Entre os resultados apresentados pelo magistrado, destaque para a redução no tempo de tramitação processual; o aumento da produtividade de magistrados e servidores; a redução do acervo; e a prestação jurisdicional mais ágil, efetiva e menos onerosa.
A mesa de honra das duas palestras foi composta, além dos juízes Marcelo Rodrigues Fioravante e Fernando Lamego Sleumer, pelo juiz auxiliar da 3ª Vice-Presidência do TJMG, Marcus Vinícius Mendes do Valle; e pela juíza do Juizado Especial Cível de Belo Horizonte, Beatriz Junqueira Guimarães.
Os participantes reuniram-se em uma roda de conversa sobre questões práticas dos Juizados Especiais. A ação foi conduzida pela coordenadora dos Juizados Especiais em Minas Gerais, juíza Cláudia Luciene Silva Oliveira, e contou com a presença da gerente da Gerência de Suporte aos Juizados Especiais (Gejesp) do TJMG, Ana Cristina Benevides Zech Coelho.
CIJMG
À tarde, a primeira palestra, do juiz coordenador do Centro de Inteligência de Minas Gerais (CIJMG), Ronaldo Souza Borges, abordou o tema “Relevância da atuação conjunta com os Juizados Especiais”.
O magistrado apresentou dados do relatório "Justiça em Números", do Conselho Nacional de Justiça (CNJ), relacionados aos Juizados Especiais, e iniciativas adotadas pelo CIJMG no combate à litigância predatória e de fortalecimento do sistema de precedentes.
Na segunda apresentação, do juiz coordenador da Comissão Temática de Aperfeiçoamento dos Processos de Trabalho do CIJMG, Rafael Niepce Verona Pimentel, que atua na Unidade Jurisdicional Única do Juizado Especial da Comarca de Betim, na Região Metropolitana de Belo Horizonte, foi tratado o tema “Soluções Tecnológicas: contribuição com os mecanismos de celeridade e eficiência dos Juizados Especiais”.

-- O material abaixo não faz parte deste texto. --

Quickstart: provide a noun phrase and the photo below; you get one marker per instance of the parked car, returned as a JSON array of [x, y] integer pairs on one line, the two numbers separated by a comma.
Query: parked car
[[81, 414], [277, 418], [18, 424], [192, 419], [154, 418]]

O magistrado apresentou ferramentas usadas e testadas no Juizado Especial de Betim, como o Sistema de Orientação e Facilitação de Informações e Acessibilidade (Sofia), que tem a finalidade de esclarecer o conteúdo das decisões judiciais, das movimentações processuais e do vocabulário jurídico em geral, apoiando o cidadão na compreensão de forma didática e acessível.
Por meio do celular, a partir da leitura de um QR Code presente nos documentos associados a atos e peças processuais, como mandados, decisões e sentenças, o usuário é conduzido a uma plataforma que apresenta o resumo das informações em linguagem simplificada, com sugestões de temas relacionados e termos jurídicos. A ferramenta é orientada por inteligência artificial generativa e conta também com recursos que aumentam a acessibilidade do usuário, permitindo a inserção de informações por comando de voz e leitura em voz alta.

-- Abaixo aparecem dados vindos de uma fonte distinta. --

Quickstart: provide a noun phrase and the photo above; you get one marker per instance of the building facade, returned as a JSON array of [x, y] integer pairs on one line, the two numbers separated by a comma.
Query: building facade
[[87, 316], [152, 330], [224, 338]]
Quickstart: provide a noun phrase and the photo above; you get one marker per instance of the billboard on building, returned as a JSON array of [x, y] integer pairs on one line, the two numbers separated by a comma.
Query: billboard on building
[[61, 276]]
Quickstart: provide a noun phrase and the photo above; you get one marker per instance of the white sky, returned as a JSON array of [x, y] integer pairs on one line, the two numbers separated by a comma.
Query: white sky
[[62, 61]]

O CIJMG foi instituído pela Resolução nº 969/2021, do TJMG, e tem, entre outras atribuições, a função de monitorar o ajuizamento de demandas estruturais, repetitivas ou de massa, bem como temas que representem controvérsias significativas, no âmbito da Justiça de 1ª e 2ª Instâncias.
O segundo dia do IX Enjesp foi encerrado com discussão e votação de propostas de enunciados disponibilizados previamente aos participantes e que serão aplicados no âmbito do Estado de Minas Gerais.